Para ciertas necesidades se aplica al aluminio un tratamiento de lacado que consiste en las siguientes fases;

  • Preparación de la superficie: limpieza de cualquier tipo de polvo o grasas lubricantes.
  • Pretratamiento: preparar la superficie para conseguir una perfecta adherencia posterior del recubrimiento de la pintura y mejorar el comportamiento del elemento frente a la corrosión.
  • Recubrimiento con pintura en polvo o líquida:  La pintura en polvo con un espesor mínimo de 60 µm. Esta pintura se deposita electrostáticamente en la superficie del perfil y después se endurece mediante la polimerización en hornos a temperatura.
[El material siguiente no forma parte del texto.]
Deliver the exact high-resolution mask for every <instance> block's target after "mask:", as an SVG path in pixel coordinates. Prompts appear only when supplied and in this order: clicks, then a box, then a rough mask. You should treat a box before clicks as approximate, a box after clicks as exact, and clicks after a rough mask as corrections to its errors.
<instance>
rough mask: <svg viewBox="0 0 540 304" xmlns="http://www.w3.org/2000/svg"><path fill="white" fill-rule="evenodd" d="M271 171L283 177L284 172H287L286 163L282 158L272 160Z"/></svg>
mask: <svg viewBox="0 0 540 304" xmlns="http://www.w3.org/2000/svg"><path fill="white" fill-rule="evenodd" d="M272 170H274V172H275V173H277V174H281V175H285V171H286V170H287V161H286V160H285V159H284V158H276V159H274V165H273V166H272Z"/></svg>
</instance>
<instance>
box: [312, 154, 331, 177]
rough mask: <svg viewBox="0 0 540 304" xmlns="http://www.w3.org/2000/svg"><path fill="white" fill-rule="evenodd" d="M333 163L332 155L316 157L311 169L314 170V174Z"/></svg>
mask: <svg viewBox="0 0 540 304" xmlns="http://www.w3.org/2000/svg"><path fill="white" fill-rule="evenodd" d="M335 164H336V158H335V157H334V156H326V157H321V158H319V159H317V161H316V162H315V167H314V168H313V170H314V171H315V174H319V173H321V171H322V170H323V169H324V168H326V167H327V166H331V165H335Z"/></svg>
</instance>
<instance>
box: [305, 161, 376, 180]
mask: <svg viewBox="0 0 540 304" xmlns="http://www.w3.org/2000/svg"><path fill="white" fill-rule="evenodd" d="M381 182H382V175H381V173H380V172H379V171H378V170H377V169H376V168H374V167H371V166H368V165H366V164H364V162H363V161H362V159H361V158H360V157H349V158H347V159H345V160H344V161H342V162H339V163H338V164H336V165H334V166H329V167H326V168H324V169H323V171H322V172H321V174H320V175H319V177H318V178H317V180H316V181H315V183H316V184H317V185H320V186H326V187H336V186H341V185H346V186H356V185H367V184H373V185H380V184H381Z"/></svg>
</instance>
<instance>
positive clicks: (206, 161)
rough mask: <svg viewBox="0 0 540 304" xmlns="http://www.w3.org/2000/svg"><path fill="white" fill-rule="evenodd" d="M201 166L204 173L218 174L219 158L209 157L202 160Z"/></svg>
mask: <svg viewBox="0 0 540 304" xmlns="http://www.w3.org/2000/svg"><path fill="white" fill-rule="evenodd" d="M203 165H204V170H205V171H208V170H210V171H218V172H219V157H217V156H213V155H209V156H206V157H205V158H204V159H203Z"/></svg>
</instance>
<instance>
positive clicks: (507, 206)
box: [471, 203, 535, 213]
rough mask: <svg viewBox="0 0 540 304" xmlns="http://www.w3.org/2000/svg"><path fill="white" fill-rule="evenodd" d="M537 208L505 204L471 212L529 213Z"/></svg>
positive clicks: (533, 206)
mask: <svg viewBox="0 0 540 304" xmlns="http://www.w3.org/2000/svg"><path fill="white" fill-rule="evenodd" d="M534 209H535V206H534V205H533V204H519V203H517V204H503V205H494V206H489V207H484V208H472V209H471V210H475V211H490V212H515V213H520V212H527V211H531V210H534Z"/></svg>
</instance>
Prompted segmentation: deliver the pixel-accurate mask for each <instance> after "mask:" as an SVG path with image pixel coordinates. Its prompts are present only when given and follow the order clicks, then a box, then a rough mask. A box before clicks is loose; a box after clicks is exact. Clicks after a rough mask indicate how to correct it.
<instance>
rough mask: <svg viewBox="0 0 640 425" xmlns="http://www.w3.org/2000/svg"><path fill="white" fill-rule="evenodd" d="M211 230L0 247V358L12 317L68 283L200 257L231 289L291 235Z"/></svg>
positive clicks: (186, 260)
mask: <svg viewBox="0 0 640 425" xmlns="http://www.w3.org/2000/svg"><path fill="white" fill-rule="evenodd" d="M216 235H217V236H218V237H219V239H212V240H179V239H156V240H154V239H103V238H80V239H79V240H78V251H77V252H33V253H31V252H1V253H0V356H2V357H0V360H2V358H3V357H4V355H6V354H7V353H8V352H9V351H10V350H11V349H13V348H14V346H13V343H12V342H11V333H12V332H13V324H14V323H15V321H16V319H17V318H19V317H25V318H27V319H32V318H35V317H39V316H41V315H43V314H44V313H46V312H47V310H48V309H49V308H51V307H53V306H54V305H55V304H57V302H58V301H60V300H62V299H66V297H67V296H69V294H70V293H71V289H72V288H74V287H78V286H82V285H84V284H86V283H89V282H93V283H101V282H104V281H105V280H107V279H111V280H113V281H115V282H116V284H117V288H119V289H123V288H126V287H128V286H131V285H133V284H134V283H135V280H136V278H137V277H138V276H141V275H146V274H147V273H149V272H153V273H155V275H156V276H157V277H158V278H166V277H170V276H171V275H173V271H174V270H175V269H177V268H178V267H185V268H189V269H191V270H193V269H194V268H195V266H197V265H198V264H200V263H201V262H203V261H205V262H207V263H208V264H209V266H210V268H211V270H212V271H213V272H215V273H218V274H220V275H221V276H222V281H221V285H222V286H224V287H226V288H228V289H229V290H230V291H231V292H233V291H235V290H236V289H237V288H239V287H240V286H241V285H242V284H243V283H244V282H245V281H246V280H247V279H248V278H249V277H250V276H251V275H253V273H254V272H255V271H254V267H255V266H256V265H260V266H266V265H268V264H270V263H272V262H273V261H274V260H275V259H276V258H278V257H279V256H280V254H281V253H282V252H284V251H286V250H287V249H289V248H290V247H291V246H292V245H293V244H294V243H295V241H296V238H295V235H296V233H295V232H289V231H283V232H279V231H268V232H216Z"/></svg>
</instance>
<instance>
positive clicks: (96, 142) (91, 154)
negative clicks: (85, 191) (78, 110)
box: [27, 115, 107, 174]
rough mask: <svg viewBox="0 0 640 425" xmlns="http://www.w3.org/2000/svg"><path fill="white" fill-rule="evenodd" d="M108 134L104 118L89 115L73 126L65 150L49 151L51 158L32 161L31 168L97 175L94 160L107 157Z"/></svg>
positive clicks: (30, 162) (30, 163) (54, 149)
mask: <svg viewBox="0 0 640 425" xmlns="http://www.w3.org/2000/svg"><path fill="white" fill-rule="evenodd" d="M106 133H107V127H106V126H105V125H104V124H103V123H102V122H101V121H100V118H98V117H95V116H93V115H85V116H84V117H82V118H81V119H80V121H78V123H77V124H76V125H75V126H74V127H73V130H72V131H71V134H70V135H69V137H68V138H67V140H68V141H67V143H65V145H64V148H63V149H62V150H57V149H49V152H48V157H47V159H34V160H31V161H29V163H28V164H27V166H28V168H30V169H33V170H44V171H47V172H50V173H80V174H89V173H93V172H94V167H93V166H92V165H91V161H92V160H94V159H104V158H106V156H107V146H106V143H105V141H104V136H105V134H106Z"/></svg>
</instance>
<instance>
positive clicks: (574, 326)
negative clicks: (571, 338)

Una de sus principales ventajas del lacado es que existe una gama de colores muy amplia. Todas las posibilidades de coloración y tonalidades están reflejadas en la carta RAL, que es un estándar que atribuye a cada color un código de 4 dígitos:

Series RAL: 

1000: colores claros

2000: violetas

3000: rojos

4000: entre rojo y gris (no estándar)

5000: azules

6000: verdes

7000: grises

8000: marrones

9000: grises metalizados + blanco + negro.

Cabe destacar la gran resistencia de estos acabados a los rayos UV, los agentes atmosféricos y la corrosión.

Todas las chapas se sirven plastificadas por la cara lacada.